The Damaging Effects of Mold on Your Air Conditioning System

What’s growing behind your walls?

Mold from your AC unit

Once mold takes hold, it’s very hard to get rid of. Take steps to control it instead.

Mold on Your Air Conditioning SystemMolds are everywhere in the natural world. We see them on trees, under leaves and dirt, or even on decaying food. They’re so widespread because the conditions they need to grow – moisture, warm temperatures and a source of organic food matter – are very common.

Many people have reactions – allergic or otherwise – to molds, with symptoms ranging from runny noses and irritated throats to headaches and dizziness. And people with compromised immune systems can be even more seriously affected.

The last thing that any homeowner wants to see is a black patch of mold in an attic, crawlspace or closet. But because of Florida’s high temperatures and high humidity, it’s easy for mold to establish itself in an unnoticed corner of your home and then slowly spread. And while it’s very difficult and costly to remove mold once you’ve got it, there are steps you can take to prevent it from occurring in the first place, or at least from spreading very far.

There’s not much we can do about the outdoor humidity in Florida, but we can keep it outside where it belongs.
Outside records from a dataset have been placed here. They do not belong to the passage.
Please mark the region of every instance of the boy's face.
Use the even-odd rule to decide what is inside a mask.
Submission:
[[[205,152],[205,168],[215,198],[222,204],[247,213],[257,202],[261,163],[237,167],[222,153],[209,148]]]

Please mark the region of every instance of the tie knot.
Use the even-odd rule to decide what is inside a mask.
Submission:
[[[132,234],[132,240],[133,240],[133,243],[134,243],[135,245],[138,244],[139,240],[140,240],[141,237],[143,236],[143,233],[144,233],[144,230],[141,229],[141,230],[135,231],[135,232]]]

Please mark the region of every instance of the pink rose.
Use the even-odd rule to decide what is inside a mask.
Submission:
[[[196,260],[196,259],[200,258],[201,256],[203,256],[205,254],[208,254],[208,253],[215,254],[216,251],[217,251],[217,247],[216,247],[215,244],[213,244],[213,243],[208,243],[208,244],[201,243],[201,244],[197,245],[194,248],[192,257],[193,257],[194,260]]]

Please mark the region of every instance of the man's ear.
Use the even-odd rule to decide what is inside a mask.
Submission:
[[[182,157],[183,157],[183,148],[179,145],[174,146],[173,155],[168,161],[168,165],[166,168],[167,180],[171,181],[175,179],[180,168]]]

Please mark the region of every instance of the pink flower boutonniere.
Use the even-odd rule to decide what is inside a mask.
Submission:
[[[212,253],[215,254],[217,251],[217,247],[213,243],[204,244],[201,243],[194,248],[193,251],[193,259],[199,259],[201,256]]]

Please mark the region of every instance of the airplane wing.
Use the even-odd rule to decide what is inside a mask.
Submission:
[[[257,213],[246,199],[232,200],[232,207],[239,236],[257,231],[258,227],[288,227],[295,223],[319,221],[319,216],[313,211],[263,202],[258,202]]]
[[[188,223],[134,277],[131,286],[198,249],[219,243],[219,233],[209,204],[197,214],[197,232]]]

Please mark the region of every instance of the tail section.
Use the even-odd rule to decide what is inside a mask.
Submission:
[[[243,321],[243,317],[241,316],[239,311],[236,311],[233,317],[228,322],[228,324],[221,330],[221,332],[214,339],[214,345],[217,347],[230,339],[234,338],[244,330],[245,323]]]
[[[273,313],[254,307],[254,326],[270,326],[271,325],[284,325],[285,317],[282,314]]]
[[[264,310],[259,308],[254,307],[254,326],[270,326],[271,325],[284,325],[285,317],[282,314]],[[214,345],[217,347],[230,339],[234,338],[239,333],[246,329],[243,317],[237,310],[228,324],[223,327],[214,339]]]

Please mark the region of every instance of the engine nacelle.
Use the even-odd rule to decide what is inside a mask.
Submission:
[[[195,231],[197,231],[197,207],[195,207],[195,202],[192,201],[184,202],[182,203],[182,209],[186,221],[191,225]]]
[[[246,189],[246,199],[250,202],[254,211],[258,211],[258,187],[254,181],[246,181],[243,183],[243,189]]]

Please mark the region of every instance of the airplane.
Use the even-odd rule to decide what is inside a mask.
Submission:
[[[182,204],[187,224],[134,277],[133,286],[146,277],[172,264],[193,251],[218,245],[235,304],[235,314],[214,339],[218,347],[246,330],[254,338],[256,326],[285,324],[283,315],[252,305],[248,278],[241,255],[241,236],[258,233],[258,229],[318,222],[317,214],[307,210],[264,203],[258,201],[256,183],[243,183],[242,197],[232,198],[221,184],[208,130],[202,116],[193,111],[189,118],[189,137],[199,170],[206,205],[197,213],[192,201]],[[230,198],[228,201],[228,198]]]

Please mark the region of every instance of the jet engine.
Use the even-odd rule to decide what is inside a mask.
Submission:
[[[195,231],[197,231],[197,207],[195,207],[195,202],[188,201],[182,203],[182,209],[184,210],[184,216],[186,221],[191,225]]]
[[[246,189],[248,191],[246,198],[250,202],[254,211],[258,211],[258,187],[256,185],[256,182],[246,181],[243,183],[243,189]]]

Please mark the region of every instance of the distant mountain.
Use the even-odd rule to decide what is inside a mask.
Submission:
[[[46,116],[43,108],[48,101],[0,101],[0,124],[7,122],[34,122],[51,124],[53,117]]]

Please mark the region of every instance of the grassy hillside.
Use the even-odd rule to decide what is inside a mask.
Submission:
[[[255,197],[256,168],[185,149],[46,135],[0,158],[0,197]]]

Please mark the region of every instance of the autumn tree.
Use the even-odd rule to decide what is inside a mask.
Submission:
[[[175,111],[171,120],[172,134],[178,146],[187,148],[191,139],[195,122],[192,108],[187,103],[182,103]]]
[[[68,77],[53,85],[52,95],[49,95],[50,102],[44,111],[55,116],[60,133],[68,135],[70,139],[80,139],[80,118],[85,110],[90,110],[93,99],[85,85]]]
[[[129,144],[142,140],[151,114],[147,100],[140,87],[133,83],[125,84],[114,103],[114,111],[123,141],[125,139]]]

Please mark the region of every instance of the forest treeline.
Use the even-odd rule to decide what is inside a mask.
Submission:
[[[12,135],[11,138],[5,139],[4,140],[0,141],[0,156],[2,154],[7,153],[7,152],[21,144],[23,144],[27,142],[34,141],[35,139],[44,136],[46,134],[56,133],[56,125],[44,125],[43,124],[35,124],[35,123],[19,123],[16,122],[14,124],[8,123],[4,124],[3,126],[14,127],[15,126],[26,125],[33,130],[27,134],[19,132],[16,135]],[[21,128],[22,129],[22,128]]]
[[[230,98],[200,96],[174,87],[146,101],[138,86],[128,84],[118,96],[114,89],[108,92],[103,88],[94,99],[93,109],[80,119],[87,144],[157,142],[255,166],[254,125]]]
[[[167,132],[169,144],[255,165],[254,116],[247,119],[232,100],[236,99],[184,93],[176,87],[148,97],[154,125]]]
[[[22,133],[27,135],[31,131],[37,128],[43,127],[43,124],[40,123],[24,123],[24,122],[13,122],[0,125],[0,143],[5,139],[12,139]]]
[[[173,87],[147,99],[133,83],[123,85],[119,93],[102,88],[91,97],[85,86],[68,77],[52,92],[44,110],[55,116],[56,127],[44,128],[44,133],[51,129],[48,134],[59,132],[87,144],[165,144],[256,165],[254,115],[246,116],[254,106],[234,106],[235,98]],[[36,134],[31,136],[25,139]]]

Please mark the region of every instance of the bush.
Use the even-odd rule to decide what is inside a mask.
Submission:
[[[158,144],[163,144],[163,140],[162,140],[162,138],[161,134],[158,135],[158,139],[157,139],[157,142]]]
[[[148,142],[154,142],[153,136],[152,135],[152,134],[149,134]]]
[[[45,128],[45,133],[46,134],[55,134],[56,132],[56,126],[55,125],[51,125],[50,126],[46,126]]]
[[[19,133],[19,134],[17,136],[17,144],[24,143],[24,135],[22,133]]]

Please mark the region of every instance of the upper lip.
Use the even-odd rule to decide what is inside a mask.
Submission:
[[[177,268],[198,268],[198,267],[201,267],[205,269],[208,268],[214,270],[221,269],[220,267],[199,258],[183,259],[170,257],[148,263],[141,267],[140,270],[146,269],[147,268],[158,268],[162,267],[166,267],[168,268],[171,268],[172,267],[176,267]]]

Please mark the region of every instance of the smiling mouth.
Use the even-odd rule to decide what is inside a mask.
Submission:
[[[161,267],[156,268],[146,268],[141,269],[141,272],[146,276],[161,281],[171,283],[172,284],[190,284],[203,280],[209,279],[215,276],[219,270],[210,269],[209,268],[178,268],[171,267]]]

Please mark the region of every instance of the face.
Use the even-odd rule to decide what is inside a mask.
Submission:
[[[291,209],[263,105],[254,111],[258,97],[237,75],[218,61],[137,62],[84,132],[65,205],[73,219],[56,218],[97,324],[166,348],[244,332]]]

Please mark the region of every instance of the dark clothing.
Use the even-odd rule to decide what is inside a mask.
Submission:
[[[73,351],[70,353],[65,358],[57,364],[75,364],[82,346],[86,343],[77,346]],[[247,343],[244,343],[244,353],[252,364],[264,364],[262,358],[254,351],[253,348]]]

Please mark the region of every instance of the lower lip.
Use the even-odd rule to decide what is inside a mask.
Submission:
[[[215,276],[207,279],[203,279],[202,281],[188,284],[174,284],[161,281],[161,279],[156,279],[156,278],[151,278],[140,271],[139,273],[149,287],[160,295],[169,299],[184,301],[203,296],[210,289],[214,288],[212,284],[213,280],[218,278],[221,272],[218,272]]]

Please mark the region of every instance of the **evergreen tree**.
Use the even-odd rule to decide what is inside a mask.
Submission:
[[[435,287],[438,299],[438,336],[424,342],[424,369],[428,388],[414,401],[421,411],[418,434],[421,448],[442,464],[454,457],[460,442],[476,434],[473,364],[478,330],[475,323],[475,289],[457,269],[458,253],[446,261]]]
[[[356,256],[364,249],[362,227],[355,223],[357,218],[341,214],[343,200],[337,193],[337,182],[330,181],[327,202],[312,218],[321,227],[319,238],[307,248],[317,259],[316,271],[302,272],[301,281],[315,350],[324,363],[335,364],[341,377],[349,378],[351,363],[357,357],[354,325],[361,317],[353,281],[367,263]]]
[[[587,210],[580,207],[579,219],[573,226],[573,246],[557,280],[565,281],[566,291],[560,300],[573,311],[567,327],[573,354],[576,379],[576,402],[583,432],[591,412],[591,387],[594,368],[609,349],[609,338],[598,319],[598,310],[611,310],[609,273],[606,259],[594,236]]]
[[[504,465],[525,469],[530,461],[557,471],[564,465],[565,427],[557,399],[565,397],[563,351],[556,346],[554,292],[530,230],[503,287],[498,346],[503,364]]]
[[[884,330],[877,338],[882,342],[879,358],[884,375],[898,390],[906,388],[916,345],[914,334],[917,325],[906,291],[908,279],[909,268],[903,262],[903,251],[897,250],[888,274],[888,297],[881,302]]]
A well-maintained central air conditioning system can help with that by keeping temperatures reasonable and indoor humidity levels low.

Mold inside ac ducts

What about moisture in other parts of the house, where the air conditioning doesn’t quite reach? As it happens, proper care and maintenance of your air conditioning system can help there too. Older HVAC systems can develop gaps and leaks over time, which can result in pooled condensation in and around your air ducts. This moisture, combined with the relatively warmer temperatures, provides a very favorable breeding ground for mold spores. Having a professional HVAC technician find and seal any gaps or leaks is an excellent way to slow mold growth in your home.

Dirty air ducts are another possible source of mold, which is why we recommend that you have yours cleaned regularly. It’s important to note that the EPA has never shown that duct cleaning conclusively prevents mold-related health problems from occurring; they recommend ducts be cleaned only as needed, and not as a routine service. However, many of our customers have told us that they find duct cleaning helps to mitigate their own allergy-type symptoms.

If you have a mold problem in your home, consult with a certified and licensed mold removal professional (in many jurisdictions, it is illegal for anyone else to attempt to remove mold). Make sure they treat the root of the problem, and not just its symptoms. That’s the best way to make sure the mold doesn’t come back.